Dunia teknologi tengah menahan napas seiring makin kencangnya kabar mengenai perhelatan besar yang sedang disiapkan oleh Apple.
Memasuki kuartal pertama tahun 2026, raksasa yang bermarkas di Cupertino ini diprediksi tidak hanya sekadar memberikan penyegaran rutin, melainkan sebuah lompatan performa yang mendefinisikan ulang standar komputasi mobile.
Berdasarkan laporan terbaru dari analis kawakan Bloomberg, Mark Gurman dan dikutip dari Engadget, Selasa (10/2/2026), Apple dijadwalkan akan melepas serangkaian perangkat keras teranyarnya paling cepat pada minggu pertama Maret 2026.
Peluncuran ini disebut-sebut berkaitan erat dengan siklus pembaruan macOS 26.3, mengindikasikan bahwa integrasi software dan hardware akan menjadi jualan utama pada rilis kali ini.
Lini MacBook Pro tentu menjadi bintang panggung yang paling dinantikan. Setelah memperkenalkan varian standar 14 inci dengan chip M5 pada akhir tahun lalu, kini saatnya varian “monster” muncul ke permukaan.
MacBook Pro 14 inci dan 16 inci versi 2026 kabarnya akan mengusung chip M5 Pro dan M5 Max yang dibangun di atas teknologi fabrikasi 3-nanometer generasi ketiga milik TSMC. Chip ini diprediksi membawa peningkatan performa CPU hingga 15% dan lonjakan kekuatan GPU yang cukup drastis, mencapai 36% lebih cepat dibanding generasi M4.
Selain tenaga mentah, efisiensi daya juga menjadi sorotan; baterai pada model baru ini diklaim mampu bertahan hingga 24 jam untuk penggunaan ringan, berkat optimasi pada efficiency core yang lebih cerdas dalam mengelola beban kerja sistem.
Tak kalah menarik, sektor tablet juga akan mendapatkan perombakan yang strategis. iPad Air generasi ke-8 dipastikan akan naik kelas dengan menggunakan chip M4. Meski desain fisiknya dirumorkan tetap mempertahankan siluet ramping sejak tahun 2020, namun “jeroannya” berubah total.

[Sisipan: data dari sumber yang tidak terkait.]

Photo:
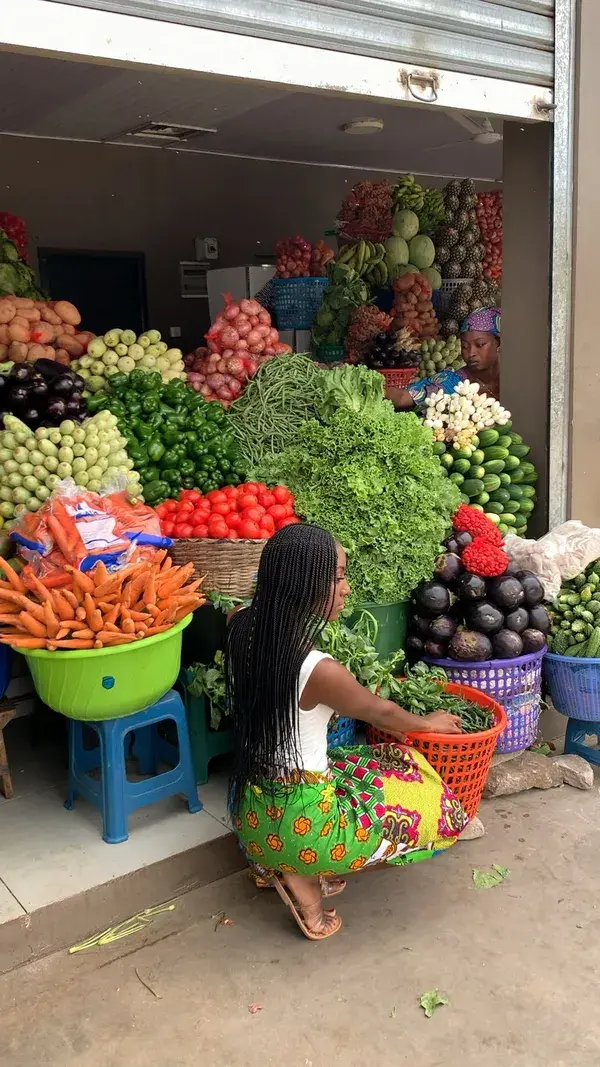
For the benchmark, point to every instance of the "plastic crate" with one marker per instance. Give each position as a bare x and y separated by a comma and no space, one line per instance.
297,300
573,685
515,683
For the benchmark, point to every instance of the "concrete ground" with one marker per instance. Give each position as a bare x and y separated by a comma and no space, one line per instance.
519,964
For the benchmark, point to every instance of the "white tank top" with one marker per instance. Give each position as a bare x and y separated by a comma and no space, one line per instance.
312,726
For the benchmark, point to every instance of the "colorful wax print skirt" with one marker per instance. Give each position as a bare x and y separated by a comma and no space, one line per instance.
381,803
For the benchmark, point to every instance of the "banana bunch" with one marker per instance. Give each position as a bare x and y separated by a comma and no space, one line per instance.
367,259
408,194
433,212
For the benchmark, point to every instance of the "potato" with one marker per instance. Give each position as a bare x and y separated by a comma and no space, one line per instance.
70,346
8,311
67,312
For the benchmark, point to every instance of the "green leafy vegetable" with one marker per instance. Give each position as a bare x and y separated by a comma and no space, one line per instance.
372,479
432,1000
487,879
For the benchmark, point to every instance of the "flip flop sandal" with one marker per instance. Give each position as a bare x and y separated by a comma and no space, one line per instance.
297,912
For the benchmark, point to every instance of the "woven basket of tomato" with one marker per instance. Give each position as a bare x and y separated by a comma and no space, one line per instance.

Chip M4 ini memungkinkan iPad Air memiliki kemampuan ray tracing berbasis hardware, yang akan sangat memanjakan para kreator konten dan gamer. Sementara itu, kejutan terbesar justru datang dari iPad entry-level (generasi ke-12). Apple kabarnya akan menyematkan chip A18 dan RAM 8GB pada model termurahnya ini.
Langkah berani ini dilakukan demi satu tujuan besar: memastikan fitur Apple Intelligence dapat dinikmati oleh semua kalangan pengguna, tanpa harus merogoh kocek untuk model Pro yang mahal.
Menutup rangkaian rumor ini, Apple tampaknya juga ingin memperluas jangkauan pasarnya dengan merilis perangkat yang selama ini hanya menjadi buah bibir: “MacBook Murah”.
Perangkat ini diprediksi akan mengisi celah di bawah lini MacBook Air, dengan target utama sektor pendidikan dan pengguna kasual yang menginginkan stabilitas macOS dengan harga lebih terjangkau, berkisar antara Rp11 hingga Rp15 jutaan.
Menggunakan panel layar LCD standar dan chip seri-A (rumornya A18 Pro), laptop ini akan menjadi senjata Apple untuk menyaingi dominasi Chromebook di pasar global. Dengan jajaran produk yang begitu variatif, Maret 2026 dipastikan akan menjadi bulan yang sangat sibuk bagi para pencinta teknologi di seluruh dunia.